Poverty today is often referred to as a relative concept. Current UK government policy is to base various poverty definitions on those households below 60% of median income. That is judged at the point at which individual or household resources are so far removed from the average level of income they are “excluded from ordinary living patterns, customs and activities.” (Townsend, 1979) While this approach offers a tangible definition for measurement and to inform subsequent policy, critics have highlighted the wider resources beyond income needed to adequately participate in society, and that the stagnation in median incomes masks the reality of levels of poverty in the UK.
In this sense, there have been calls for a measurement of ‘food poverty’ that follows on from the example of fuel poverty, which is now measured and defined by the UK government as being left with a residual income below the official poverty line after fuel costs are accounted for. Internationally, Governments including Canada measure ‘food security’ according to the framework set out by the Food and Agriculture Organization of the United Nations (see Voices of the Hungry, 2014). This is based on measurements of access to food, changes in the quality of food consumed and reduction of the quantity of food consumed.

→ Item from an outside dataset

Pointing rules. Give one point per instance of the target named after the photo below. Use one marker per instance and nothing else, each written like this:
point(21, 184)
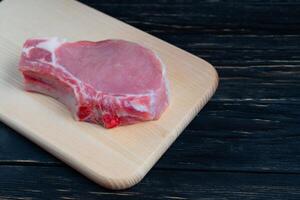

While no such official measurement for food poverty or food insecurity exists in the UK, ‘food poverty’ has instead been described according to a broader set of values. Food is not just a material need for subsistence, but carries wider cultural and social significance. Existing definitions have therefore sought to go beyond a ‘bundle of nutrients’ and instead to paint a picture of a wider ability to participate in society. An example of such a definition is from Liz Dowler, who describes food security as ‘the physical, social and economic access to sufficient, safe and nutritious food to meet [people’s] dietary needs and food preferences for an active and healthy life, and the confidence that access can be assured in the immediate and long-term future’, alongside the freedom not to have to make trade-offs between immediate poor nutritional status and long-term livelihood sustainability (Dowler, The Future of Household Food Security, 2012).